Financial Information and it’s Characteristics
What are the main characteristics of financial information?
One thing stakeholders take a look at is the financial statement you present. You must contain vital information and quality content. Some of what you may need to include are:
Completeness
The information presented to the shareholders should be complete. This means that all relevant transactions and events relating to the accounting period must show in the financial statements in accordance with relevant accounting principles. Roughly put, all transactions included in the statement occurred during the accounting period that the statement covers and that all transactions that occurred during the stated accounting period are included in the statement.
Prudence
The outcome of many events and circumstances presented in the financial statements may be uncertain. For example; a company can only be sure of receiving the cash from a credit sale when the customer physically transfers the cash to the seller. Prudence means exercising a degree of caution when preparing financial statements so that assets/revenues are not overstated and liabilities/expenses are not understated.
Reliability
Leaning more into information and what is considered to be reliable if it is: faithfully represented.
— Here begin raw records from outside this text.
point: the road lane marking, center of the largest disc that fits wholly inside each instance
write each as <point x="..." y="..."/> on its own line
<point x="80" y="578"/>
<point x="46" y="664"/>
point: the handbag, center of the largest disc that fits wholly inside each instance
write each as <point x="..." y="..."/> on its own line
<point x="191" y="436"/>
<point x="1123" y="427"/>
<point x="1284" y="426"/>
- This means that financial information must be similar to economic substance (which is part of the U.S. tax law that is used by the IRS to determine if tax shelters are used to abuse tax liability by reducing it, it is not merely the legal form of a transaction. To quote: “Under the doctrine, for a transaction to be respected, the transaction must change the taxpayer’s economic position in a “meaningful way” apart from the Federal income tax effects, and the taxpayer must have had a “substantial purpose” for entering into the transaction, apart from the Federal income tax effects.”
- An example of this would be where a business sells assets at the year end but they agree to buy them back again the day after the year ends by contract. Although, legally, a sale has taken place – the key is that the company has not really sold the goods at all; roughly said, they are window dressing to bump up their year end revenues.
Comparability
Users must be able to compare financial information relating to the entity over time and against other business entities. To this end accounting treatments should be applied consistently from year to year and should be disclosed in the financial statements.
Materiality
Materiality is a vital source of importance to you and others who will be filling out financial statements. Through this information – it can potentially influence the economic decisions of the users when taken on the basis of the financial statements as a whole. This also provides relevance.
- Relevance: information is looked at to be relevant if it has the ability to impact the economic commitments and decisions of the users and it is provided in time to influence those decisions.